Tensões e Desafios da Implementação

A implementação da decisão do STF não ocorrerá sem tensões institucionais relevantes. Parcela significativa da magistratura e do Ministério Público militares mantém reservas conceituais em relação à negociação processual no ambiente castrense, argumentando que a especificidade dos bens jurídicos tutelados pelo direito penal militar, entre eles a hierarquia, a disciplina e a regularidade das instituições armadas, demanda resposta punitiva que não se compatibiliza com soluções transacionais. Há também o problema de lacuna procedimental, uma vez que o CPPM não contém qualquer regramento sobre a forma de celebração, homologação e execução dos acordos, exigindo que magistrados e membros do parquet militar construam, por analogia e interpretação sistemática, os procedimentos aplicáveis. "a decisão do STF não resolve os problemas procedimentais, ela os transfere para o cotidiano das auditorias militares que precisarão operar sem regulamentação específica" é a advertência que emerge da prática forense especializada.

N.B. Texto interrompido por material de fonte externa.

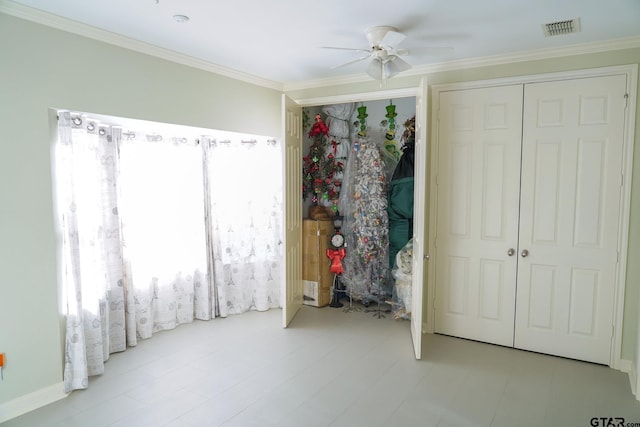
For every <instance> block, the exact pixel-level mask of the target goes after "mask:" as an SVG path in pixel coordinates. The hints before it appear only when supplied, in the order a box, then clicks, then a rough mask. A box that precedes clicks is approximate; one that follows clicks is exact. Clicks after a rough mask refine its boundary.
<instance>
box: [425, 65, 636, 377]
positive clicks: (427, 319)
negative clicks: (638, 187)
mask: <svg viewBox="0 0 640 427" xmlns="http://www.w3.org/2000/svg"><path fill="white" fill-rule="evenodd" d="M620 74H623V75H625V76H626V77H627V88H626V92H627V108H626V110H625V118H624V123H625V124H624V136H623V138H624V140H623V145H624V147H623V154H622V155H623V159H622V177H621V181H622V182H621V186H622V189H621V200H620V204H621V206H620V208H621V210H620V212H621V214H620V222H619V227H618V265H617V267H616V283H615V284H614V292H615V295H614V308H613V313H614V315H613V317H614V318H613V325H612V327H613V333H612V335H613V338H612V343H611V357H610V360H611V362H610V365H609V366H610V367H611V368H613V369H617V370H621V371H625V372H631V371H632V368H633V366H632V365H631V364H632V363H634V362H635V361H628V360H622V358H621V357H622V325H623V319H624V295H625V285H626V270H627V246H628V240H629V222H630V213H631V182H632V172H633V145H634V130H635V118H636V97H637V80H638V65H637V64H630V65H620V66H613V67H601V68H592V69H584V70H573V71H564V72H556V73H545V74H534V75H528V76H518V77H507V78H499V79H490V80H478V81H472V82H462V83H449V84H440V85H433V86H431V91H432V92H431V100H432V106H431V107H432V108H431V138H430V142H431V144H430V149H431V152H430V153H429V157H430V158H431V164H430V168H429V170H430V176H429V178H430V179H429V195H430V198H429V203H428V206H429V209H430V210H429V229H430V230H436V228H435V227H436V224H437V222H436V221H437V218H436V213H437V179H438V170H437V169H438V164H437V163H438V162H437V159H438V146H439V141H438V125H439V120H438V119H439V110H440V105H439V99H440V92H443V91H450V90H464V89H476V88H486V87H492V86H504V85H512V84H528V83H538V82H549V81H557V80H572V79H578V78H587V77H600V76H609V75H620ZM436 240H437V236H436V235H435V232H434V233H429V253H430V254H431V256H432V257H433V256H437V251H436ZM434 292H435V268H430V269H429V270H428V278H427V307H430V308H431V310H428V311H427V316H426V323H427V324H426V332H427V333H433V332H434V322H435V314H434V311H435V298H434ZM632 383H633V381H632Z"/></svg>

O Caminho Para a Consolidação Desse Precedente

A consolidação plena do entendimento firmado pelo Supremo dependerá de movimentos institucionais que ainda estão por vir. A regulamentação pelo Ministério Público Militar de diretrizes para a propositura do ANPP na esfera castrense é medida que se impõe com urgência, seguida da edição de atos normativos pelo Superior Tribunal Militar que orientem a homologação e o controle judicial dos acordos celebrados. A reforma do Código de Processo Penal Militar, cuja necessidade é reconhecida há décadas e que permanece sem previsão concreta de tramitação legislativa, seria o caminho ideal para positivar expressamente o instituto e superar as lacunas procedimentais identificadas. Até que essa reforma se materialize, caberá à jurisprudência das auditorias militares e do próprio STJ construir, caso a caso, os contornos aplicativos do ANPP no foro castrense, processo que inevitavelmente produzirá inconsistências e demandará tempo até se estabilizar em padrões minimamente uniformes.

A decisão do Supremo Tribunal Federal sobre o ANPP na Justiça Militar é um passo na direção correta, mas não pode ser celebrada como solução acabada para os desafios estruturais do direito penal castrense. Um ordenamento militar construído em outra época histórica, para responder a outra concepção de Estado, não se transforma por força de um único precedente jurisprudencial. O que a decisão faz é abrir uma fresta que a prática forense e, esperançosamente, o legislador precisarão transformar em porta. Enquanto o Congresso Nacional não se dispuser a modernizar a legislação processual militar com a seriedade que o tema demanda, serão os tribunais a carregar o peso de compatibilizar um sistema antiquado com os princípios de um Estado que, pelo menos na letra da Constituição, se pretende democrático e de direito.